The suit is on behalf of five Medi-Cal recipients, all of whom have complex medical problems. Lawyers said the patients lost access to their doctors when they were automatically defaulted into managed care.
"People can't get the care that they need," said Elena Ackel, an attorney with the Legal Aid Foundation of Los Angeles. "Their lives are on the line."
In June 2011, the state began moving more than 330,000 senior citizens and disabled people into Medi-Cal managed care. The goal was to improve care and reduce costs by preventing unnecessary procedures and hospitalizations.
Department of Health Care Services officials said they could not comment because they have not been served with the suit. But they have said in the past that managed care helps oversee patients' treatment and guides them through the healthcare system.
In a statement issued Friday, department spokesman Norman Williams said the agency "remains strongly committed to ensuring that Medi-Cal members receive the health services they need without interruption as they transition to the coordinated, efficient system of care."
Many of the patients moved into managed care have serious illnesses, including rheumatoid arthritis, lupus and metastatic cancer. Patients could apply for temporary exemptions if they wanted to stay on a fee-for-service plan, in which the state pays doctors based on the specific treatment provided instead of a managed care general rate that is usually less.

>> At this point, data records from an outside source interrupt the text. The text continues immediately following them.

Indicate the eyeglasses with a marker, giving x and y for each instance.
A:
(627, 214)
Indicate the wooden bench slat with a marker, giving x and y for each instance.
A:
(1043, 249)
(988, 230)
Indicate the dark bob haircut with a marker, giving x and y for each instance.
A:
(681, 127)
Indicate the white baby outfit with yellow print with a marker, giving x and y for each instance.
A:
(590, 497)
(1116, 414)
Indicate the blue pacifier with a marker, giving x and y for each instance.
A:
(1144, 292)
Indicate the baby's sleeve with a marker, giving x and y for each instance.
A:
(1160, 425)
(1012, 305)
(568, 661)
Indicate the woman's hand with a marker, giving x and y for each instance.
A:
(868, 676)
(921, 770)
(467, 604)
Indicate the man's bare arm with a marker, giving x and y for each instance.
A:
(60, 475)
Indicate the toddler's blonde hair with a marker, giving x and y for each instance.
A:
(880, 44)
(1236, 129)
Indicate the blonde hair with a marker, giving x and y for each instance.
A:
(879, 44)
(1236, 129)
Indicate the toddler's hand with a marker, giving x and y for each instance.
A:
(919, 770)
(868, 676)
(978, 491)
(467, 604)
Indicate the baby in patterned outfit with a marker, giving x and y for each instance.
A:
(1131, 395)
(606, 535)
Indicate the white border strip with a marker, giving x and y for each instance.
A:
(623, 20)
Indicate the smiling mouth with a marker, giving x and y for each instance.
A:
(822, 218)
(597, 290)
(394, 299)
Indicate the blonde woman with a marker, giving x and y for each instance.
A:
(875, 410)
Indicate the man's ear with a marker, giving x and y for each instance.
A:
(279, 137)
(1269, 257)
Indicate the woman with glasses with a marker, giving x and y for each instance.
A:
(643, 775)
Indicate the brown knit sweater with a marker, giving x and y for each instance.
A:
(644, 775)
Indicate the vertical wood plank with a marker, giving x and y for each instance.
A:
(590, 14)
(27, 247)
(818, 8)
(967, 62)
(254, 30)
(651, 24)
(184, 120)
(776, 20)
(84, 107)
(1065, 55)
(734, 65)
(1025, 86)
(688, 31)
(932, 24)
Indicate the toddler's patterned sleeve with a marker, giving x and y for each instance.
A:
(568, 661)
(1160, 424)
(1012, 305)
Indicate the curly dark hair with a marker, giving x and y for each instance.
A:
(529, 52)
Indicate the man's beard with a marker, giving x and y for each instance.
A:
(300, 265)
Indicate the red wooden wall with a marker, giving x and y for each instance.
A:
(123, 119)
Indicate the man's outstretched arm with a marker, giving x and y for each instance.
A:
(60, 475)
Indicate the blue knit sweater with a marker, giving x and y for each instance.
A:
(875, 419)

But lawyers said patients who should have received exemptions were denied. They said the state was using a much more stringent standard than allowed by law when deciding who could stay on fee-for-service plans.
Juan Cameros, 35, is one of those patients. He has a rare disease that causes painful inflammation in his joints and has required a double hip replacement. Cameros said he was automatically placed into managed care. He couldn't see his specialist, a surgery was delayed, and he couldn't get access to all of his medication, according to the lawsuit.
Eventually, Cameros was given a temporary exemption. But others haven't been so fortunate, lawyers and advocates said.
The state has failed to recognize the severity of some of the patients' medical conditions, said Robert Newman, senior counsel at the Western Center on Law and Poverty. "A person who is receiving treatment for cancer or kidney failure cannot suddenly be cut off from their regular treating physicians and told to find new doctors to treat them," he said in a statement.